Mais l’Assemblée nationale a opté pour le compromis proposé par le député MoDem Jean-Paul Matteï, à savoir de conserver cette taxe jusqu’à ce que le déficit annuel soit ramené à moins de 3 % du produit intérieur brut (PIB), ce que la France n’a atteint que deux fois ces quinze dernières années (2018 et 2019).
«Sur le sujet des très hauts patrimoines et des hauts revenus, nous avons compris qu’il y avait une attente de nos concitoyens et là-dessus nous bougeons», a déclaré le député Charles Sitzenstuhl (Renaissance), qui s’est «résolu» à voter la mesure malgré son opposition initiale.
Un impôt universel contre les paradis fiscaux échoue de peu
Mais l’unité a montré des signes de fébrilité vendredi soir : les députés socialistes et une partie des écologistes, en s’abstenant lors du vote d’un amendement LFI visant à instaurer un impôt universel pour lutter contre les paradis fiscaux, ont empêché son adoption… à une voix près.
🔴🏛️ Impôt universel ciblé : l'amendement d'@ericcoquerel (LFI) est rejeté (131 pour, 132 contre).#DirectAN #Budget2026 #PLF2026 pic.twitter.com/ITXyYwBS9M
— LCP (@LCP) October 24, 2025
Le groupe socialiste n’avait déjà pas voté cette mesure l’an dernier, a justifié auprès de l’AFP le député Philippe Brun, estimant qu’elle serait en réalité «inopérante» car ne concernerait que les pays africains.

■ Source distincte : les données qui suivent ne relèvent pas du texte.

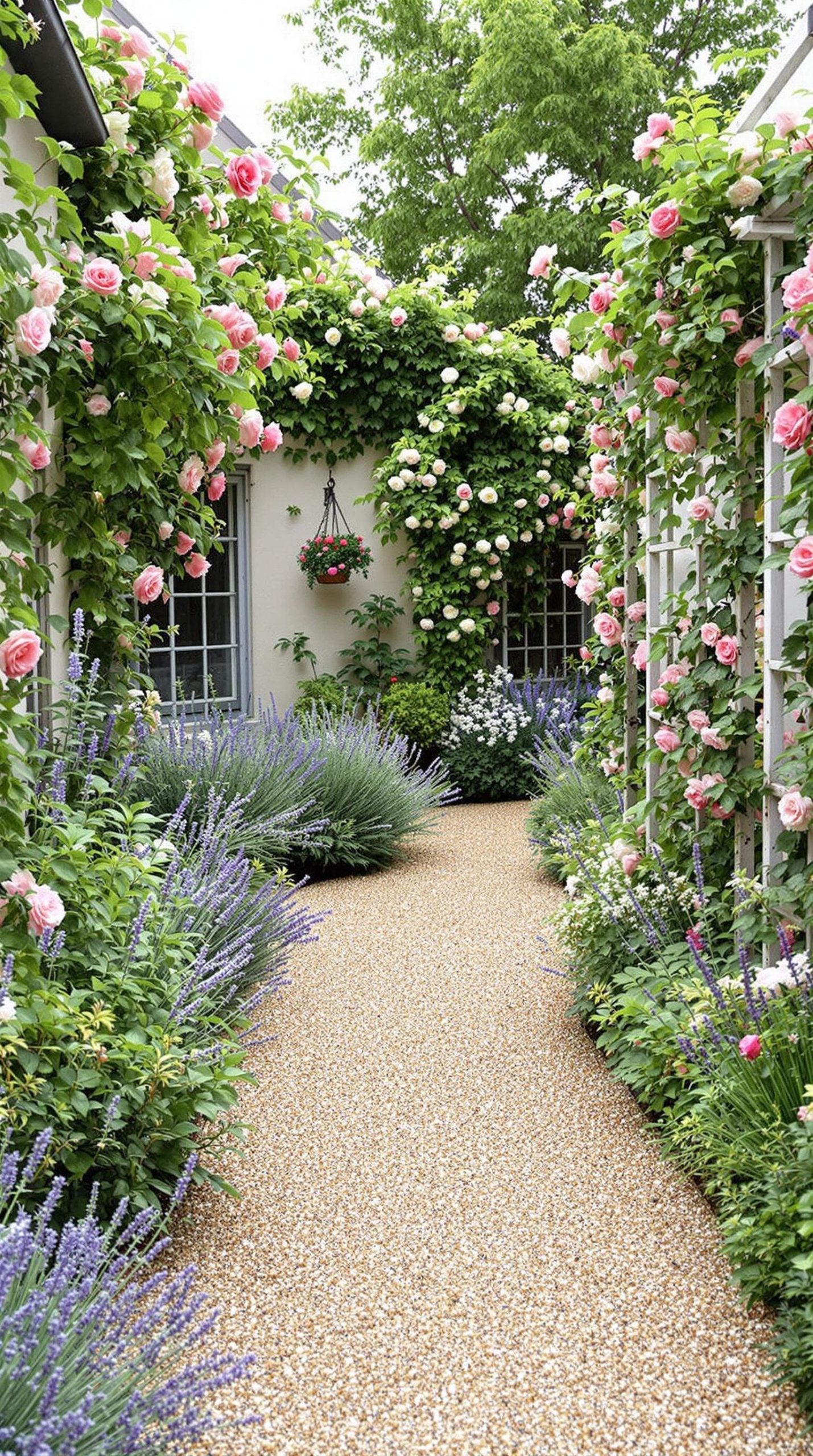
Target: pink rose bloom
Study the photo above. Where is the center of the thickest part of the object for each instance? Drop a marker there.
(32, 332)
(19, 653)
(21, 883)
(728, 651)
(134, 76)
(665, 220)
(230, 264)
(800, 560)
(681, 441)
(35, 452)
(267, 350)
(191, 474)
(136, 43)
(791, 424)
(228, 362)
(541, 264)
(796, 810)
(665, 386)
(47, 284)
(798, 290)
(601, 299)
(197, 565)
(203, 131)
(666, 739)
(276, 293)
(608, 628)
(659, 124)
(207, 100)
(102, 277)
(147, 586)
(748, 350)
(244, 177)
(46, 911)
(251, 428)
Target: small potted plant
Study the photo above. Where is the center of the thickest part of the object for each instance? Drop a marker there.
(330, 560)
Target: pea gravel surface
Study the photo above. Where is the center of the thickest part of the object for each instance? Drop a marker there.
(455, 1236)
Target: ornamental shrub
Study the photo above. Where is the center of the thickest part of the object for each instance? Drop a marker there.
(101, 1350)
(419, 713)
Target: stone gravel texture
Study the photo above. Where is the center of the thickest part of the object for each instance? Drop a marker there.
(455, 1236)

«Tout ça n’est qu’un décor de cinéma, la question c’est ce qu’il se passe dans les salles obscures», a lancé le coordinateur de la France insoumise Manuel Bompard à l’issue de la séance, accusant le PS de collusion avec le gouvernement.
Et la suite…
Les mesures ciblant la fortune devraient être examinées à partir de samedi, avec au programme une myriade de propositions. La création d’une allocation sociale unique - une demande de la droite à Sébastien Lecornu - devrait aussi être mise sur la table. En l’état actuel, il est peu probable que la désormais célèbre taxe Zucman, que la gauche entend défendre d’une seule voix, soit débattue avant lundi, a indiqué la présidence de la commission des finances.
Bien d’autres points chauds attendent les députés dans cette première partie du budget, consacrée aux recettes. Les débats sont programmés jusqu’au lundi 3 novembre, avant un vote solennel le mardi 4 sur cette partie. L’ensemble de la discussion budgétaire mènera le Parlement jusqu’à la mi-décembre, au moins.
Article mis à jour à 16 h 40 avec l’ajout le rejet du gel du barème de l’impôt sur le revenu.